Konferans, 5 ay önce 4 – 11 Şubatta yapılan Yalta Konferansında kararlaştırıldığı üzere eski Prusya devletinin kraliyet merkezi olan Potsdam Cecilienhof'ta yapılmış, konferansa ABD'den 12 Nisan 1945'te ölen Başkan Roosevelt yerine yardımcısı ve vekâleten başkanlık yapan Truman ve Dışişleri Bakanı Byrnes, İngiltere'den Başbakan Winston Churchill ve Dışişleri Bakanı Eden (Konferans sürerken yapılan seçimlerde Churchill iktidardan düştü ve yeni Başbakan Attlee ve Dışişleri Bakanı Bevin) ve Sovyetler Birliğinden Stalin ve Dışişleri Bakanı Molotov katılmıştı. Aralıklarla 17 gün süren konferansın amacı zaferin ortaya çıkardığı meseleleri çözmekti. İngiltere'deki seçimler sebebiyle (25 Temmuz) verilen aradan sonra, konferans Churchill'in yerine Attlee'nin katılmasıyle yeniden başladı (28 Temmuz).
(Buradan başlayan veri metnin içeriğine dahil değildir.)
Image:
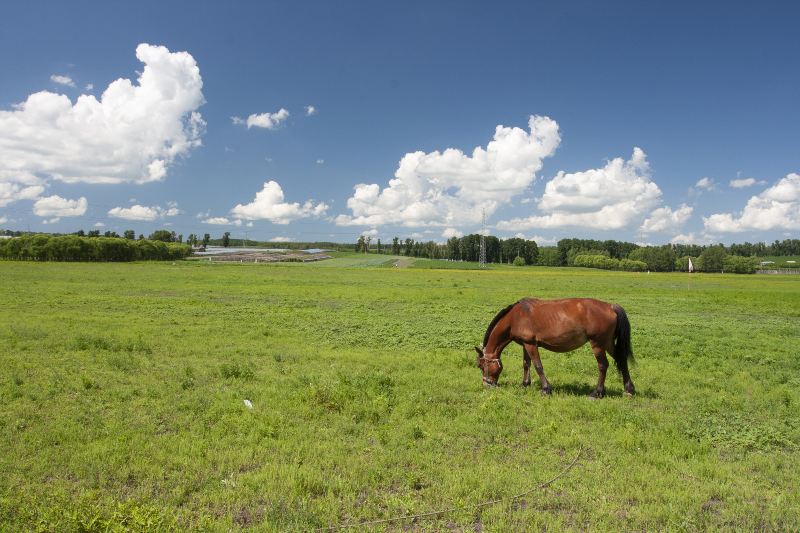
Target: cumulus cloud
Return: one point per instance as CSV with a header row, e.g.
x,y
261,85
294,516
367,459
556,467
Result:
x,y
745,182
55,206
452,232
269,121
703,184
664,219
12,192
269,205
222,221
145,213
133,133
605,198
778,207
62,80
691,238
450,188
Almanya ve peykleriyle yapılacak antlaşmaları hazırlamak üzere "beş büyükler”in dışişleri bakanlarından meydana gelecek bir konseyin (Fransa ve Çin dahil) kurulması kararı alındı. Bu kararda, ancak Almanya'nın teslimine katılmış olan devletlerin konseyde yer alabileceği şartı kabul edildiği için, Çin'in alınmaması gerekiyordu.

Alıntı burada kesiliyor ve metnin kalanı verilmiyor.